Chamber Opera Frankfurt: Creative in the vaccination center
EIn the 40 years of its existence, he has never experienced such a “media hype” about the Frankfurt Chamber Opera, says founder and director Rainer Pudenz, and is still amazed at how much attention the action of his free opera troupe in the Frankfurt Vaccination Center in May 2021 caused. At the time, several television stations reported from the festival hall how, based on an idea by Pudenz, the mezzo-soprano Dzuna Kalnina and the flautist Walter Dorn played classical music from the balcony of the hall to the waiting vaccinates and helpers in front of the booths below for several afternoons. Pudenz reports that he has even received inquiries from the Chinese and Russian media.
He himself doesn’t seem to want to attach too much importance to the idea that he had come up with at his own vaccination appointment due to “the boring and frightening atmosphere” in the original hall. He reported it to the Frankfurt Health Department and received immediate support, he recalls. However, the whole campaign is marked for Pudenz and the chamber opera, which also organized musical city walks and performances in retirement homes during the hot phase of the pandemic.
“Comprehensibility is the be-all and end-all of a production”
In any case, Pudenz and his freelance comrades-in-arms are not lacking in creativity, ingenuity and flexibility – which distinguishes them from the established opera business of the permanent houses, as was shown during the pandemic. While the opera houses switched to streaming concerts and some fell into lethargy, the free group acted lively, in the vaccination center even in the lion’s den, so to speak.

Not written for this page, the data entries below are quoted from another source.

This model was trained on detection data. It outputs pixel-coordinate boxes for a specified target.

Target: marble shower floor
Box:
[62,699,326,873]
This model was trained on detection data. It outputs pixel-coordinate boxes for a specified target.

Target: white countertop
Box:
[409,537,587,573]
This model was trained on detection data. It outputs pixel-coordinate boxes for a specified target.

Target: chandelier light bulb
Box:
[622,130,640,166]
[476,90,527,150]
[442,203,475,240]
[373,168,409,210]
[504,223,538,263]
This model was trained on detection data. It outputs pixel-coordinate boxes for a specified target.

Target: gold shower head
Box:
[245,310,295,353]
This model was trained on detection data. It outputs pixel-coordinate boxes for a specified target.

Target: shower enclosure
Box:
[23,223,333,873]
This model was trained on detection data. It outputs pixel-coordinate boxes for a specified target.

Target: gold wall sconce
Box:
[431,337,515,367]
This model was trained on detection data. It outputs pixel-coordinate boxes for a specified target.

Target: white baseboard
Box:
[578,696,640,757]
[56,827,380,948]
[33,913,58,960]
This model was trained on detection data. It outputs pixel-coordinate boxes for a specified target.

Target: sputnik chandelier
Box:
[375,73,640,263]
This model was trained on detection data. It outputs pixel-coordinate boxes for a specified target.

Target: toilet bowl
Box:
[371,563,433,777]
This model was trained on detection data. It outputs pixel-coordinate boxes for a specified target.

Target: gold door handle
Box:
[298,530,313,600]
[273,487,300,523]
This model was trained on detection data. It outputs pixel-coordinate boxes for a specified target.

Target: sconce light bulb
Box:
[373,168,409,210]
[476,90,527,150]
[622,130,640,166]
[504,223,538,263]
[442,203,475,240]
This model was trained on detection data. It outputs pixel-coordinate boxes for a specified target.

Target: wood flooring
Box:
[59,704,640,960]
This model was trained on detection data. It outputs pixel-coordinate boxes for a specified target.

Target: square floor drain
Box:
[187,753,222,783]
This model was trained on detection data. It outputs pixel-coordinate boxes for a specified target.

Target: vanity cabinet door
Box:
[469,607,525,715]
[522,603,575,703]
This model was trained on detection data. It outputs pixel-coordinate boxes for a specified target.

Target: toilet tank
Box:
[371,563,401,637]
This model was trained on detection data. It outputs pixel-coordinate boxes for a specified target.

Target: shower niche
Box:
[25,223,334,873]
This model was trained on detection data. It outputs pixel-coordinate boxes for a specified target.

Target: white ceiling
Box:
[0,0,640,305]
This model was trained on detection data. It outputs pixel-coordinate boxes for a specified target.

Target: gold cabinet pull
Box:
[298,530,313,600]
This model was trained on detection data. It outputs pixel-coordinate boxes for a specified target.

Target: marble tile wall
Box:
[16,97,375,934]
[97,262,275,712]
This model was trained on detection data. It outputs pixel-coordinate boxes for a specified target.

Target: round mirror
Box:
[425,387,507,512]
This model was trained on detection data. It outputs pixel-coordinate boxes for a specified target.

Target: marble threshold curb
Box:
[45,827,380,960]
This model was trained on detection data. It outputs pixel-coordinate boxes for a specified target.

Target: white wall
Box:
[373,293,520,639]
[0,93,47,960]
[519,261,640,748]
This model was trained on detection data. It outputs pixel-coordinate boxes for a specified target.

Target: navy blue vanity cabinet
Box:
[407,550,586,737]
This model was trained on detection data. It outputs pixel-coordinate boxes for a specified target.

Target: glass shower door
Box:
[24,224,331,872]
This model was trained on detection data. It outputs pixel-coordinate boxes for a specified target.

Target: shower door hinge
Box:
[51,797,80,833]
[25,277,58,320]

“Opera houses lack imagination,” agrees Pudenz, who got to know the business from scratch. Born in 1956 in Lünen in Westphalia, but grew up in Frankfurt, he left home as a teenager and earned money at the age of 14 as a stage dresser at the local municipal theaters. Already at this time he got to know many musicians and singers. “I was known like a sore thumb,” he says. He also learned the directing trade at a young age, as an assistant director in Stuttgart, Essen and Freiburg. That was the usual way back then, because music theater courses only developed later.
Pudenz feels particularly connected to Walter Felsenstein’s style of directing, which one of his students introduced him to. “The Felsenstein school always starts with the word,” he explains: “Comprehensibility is the be-all and end-all of a production.” to get away from flowery” older versions. Pudenz thinks little of surtitle systems: they distract the viewers from the scene. Even singers with not so good knowledge of Italian understand the German lyrics more directly.
Another time
But Pudenz was soon “fed up” with the operation of the opera houses, which began to play all the pieces in their own language, for other reasons as well, as he puts it. “The factory production of operas” didn’t appeal to him any more than the “machinery” set in motion for it, in which he saw himself squeezed as a part. In addition, the opera business in the 1970s was much dustier and more elitist than it is today.
After various jobs, there was a chance encounter in 1982, which sparked the founding of the chamber opera. On the Oeder Weg he ran into an acquaintance whom he knew from his time as a cloakroom clerk and who had meanwhile completed an apprenticeship as a conductor. “Let’s do an opera,” he suggested briefly at the end of the conversation. He then asked the city of Frankfurt and the state of Hesse for support for his request and finally received “2,000 to 3,000 marks” for it. “That was a different time,” admitted Pudenz: “If you felt like doing something, you went out and did it.”